Le deuxième facteur est la période. Le marché s’intéresse souvent davantage aux œuvres de la période bretonne, car elles sont directement reliées au récit Pont-Aven, à la fréquentation de Gauguin et à l’émergence du synthétisme. Une œuvre rattachable avec sérieux à ce moment précis peut bénéficier d’une demande plus marquée, toutes choses égales par ailleurs.

Le troisième facteur est le sujet. Les natures mortes et les paysages bretons, lorsque la composition est lisible et que la palette est convaincante, peuvent susciter l’intérêt des collectionneurs attentifs à l’École de Pont-Aven. Les scènes de genre d’Amsterdam répondent à une logique de collection différente, parfois plus spécialisée.

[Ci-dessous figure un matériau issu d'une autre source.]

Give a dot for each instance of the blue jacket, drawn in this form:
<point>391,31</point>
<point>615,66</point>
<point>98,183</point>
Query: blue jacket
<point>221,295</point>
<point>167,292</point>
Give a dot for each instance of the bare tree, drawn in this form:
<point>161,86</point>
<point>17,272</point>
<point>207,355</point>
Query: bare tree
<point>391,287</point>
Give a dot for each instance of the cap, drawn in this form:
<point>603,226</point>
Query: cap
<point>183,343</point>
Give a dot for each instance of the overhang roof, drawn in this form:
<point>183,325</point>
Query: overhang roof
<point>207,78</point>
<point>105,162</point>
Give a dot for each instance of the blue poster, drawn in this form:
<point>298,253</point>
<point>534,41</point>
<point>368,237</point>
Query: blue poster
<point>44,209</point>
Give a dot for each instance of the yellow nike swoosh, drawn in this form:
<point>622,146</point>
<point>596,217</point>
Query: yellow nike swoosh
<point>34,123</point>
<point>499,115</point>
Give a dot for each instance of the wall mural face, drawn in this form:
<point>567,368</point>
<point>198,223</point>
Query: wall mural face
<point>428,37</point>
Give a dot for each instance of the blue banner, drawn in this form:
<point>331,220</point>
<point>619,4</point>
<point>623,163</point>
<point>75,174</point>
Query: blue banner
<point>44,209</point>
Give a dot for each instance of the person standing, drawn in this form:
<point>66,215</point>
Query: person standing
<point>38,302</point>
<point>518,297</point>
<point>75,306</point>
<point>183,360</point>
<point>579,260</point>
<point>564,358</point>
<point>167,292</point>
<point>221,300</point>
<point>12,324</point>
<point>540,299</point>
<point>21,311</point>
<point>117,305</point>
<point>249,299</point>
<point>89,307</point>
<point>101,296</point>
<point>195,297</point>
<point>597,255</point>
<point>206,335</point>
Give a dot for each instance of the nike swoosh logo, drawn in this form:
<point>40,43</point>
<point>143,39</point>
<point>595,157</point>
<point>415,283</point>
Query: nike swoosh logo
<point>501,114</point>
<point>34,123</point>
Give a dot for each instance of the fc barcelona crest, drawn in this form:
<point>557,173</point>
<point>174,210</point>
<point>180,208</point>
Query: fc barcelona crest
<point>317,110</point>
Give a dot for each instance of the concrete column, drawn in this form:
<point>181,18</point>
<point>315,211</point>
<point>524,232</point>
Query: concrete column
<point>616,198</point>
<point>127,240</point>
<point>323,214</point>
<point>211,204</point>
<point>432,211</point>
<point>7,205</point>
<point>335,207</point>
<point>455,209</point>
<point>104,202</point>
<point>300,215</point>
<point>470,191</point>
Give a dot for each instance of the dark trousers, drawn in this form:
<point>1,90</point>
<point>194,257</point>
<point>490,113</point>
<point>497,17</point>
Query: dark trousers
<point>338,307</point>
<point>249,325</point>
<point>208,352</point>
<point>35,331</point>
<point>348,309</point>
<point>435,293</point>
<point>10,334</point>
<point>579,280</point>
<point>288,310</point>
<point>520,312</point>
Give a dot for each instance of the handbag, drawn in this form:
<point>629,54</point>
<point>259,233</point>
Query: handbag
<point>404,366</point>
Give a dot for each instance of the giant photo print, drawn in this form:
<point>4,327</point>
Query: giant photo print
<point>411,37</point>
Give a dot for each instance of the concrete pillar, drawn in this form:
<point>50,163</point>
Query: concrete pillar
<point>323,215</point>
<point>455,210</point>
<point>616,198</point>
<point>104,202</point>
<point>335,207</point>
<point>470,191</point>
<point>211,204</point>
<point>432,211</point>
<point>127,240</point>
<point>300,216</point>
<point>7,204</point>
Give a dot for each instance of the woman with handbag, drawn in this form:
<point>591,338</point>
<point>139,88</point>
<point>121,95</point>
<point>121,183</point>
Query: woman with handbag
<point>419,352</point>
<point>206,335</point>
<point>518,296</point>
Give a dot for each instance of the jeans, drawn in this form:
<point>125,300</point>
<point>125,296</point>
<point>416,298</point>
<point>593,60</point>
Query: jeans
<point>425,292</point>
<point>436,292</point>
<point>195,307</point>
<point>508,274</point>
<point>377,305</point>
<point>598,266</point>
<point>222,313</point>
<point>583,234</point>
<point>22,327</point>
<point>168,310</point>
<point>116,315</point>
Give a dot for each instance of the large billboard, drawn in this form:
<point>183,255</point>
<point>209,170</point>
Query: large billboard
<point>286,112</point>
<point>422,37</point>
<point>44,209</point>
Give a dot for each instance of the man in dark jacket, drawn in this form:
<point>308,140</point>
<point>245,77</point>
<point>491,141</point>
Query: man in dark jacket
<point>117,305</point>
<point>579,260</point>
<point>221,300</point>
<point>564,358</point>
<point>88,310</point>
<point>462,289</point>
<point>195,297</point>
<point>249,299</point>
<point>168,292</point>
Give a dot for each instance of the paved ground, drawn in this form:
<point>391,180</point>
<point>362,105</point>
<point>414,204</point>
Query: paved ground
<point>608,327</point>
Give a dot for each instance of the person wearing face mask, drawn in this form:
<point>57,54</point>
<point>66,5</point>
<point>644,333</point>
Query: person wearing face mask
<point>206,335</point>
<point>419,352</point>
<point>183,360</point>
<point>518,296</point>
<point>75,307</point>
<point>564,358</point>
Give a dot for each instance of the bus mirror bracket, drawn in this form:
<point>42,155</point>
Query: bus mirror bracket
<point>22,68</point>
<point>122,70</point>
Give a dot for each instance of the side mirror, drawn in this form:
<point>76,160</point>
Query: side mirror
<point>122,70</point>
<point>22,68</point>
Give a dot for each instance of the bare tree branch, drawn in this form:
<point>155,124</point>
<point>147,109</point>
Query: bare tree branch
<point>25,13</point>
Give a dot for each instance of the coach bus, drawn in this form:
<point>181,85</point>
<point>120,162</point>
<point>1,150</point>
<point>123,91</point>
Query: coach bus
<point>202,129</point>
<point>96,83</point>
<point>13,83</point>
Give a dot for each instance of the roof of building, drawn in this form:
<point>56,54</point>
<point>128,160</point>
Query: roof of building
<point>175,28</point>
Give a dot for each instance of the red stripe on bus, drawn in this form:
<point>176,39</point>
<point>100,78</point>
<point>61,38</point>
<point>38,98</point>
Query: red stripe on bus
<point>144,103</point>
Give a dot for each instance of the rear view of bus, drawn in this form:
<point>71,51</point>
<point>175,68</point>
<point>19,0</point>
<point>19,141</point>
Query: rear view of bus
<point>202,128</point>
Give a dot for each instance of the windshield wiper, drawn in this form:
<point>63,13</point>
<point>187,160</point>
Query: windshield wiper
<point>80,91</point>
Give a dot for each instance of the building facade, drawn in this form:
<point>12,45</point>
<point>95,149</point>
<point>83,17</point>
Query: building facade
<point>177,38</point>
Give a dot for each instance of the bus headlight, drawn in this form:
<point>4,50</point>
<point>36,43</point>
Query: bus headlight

Le quatrième facteur est la provenance et l’historique. Une provenance continue, une présence dans une collection identifiée, ou une trace en exposition peuvent peser favorablement sur la valeur. Dans le cas de Meyer de Haan, les parcours d’œuvres liées à la Bretagne et aux personnes de son entourage (hébergement, cercle d’artistes, collection d’époque) sont particulièrement examinés.

Le cinquième facteur est la rareté. Le corpus de Meyer de Haan est limité. Cette rareté peut soutenir la valeur, mais elle peut aussi réduire la liquidité : une œuvre peut être très intéressante sur le plan historique, tout en ayant un marché plus étroit. C’est un point important dans toute analyse sérieuse de la valeur.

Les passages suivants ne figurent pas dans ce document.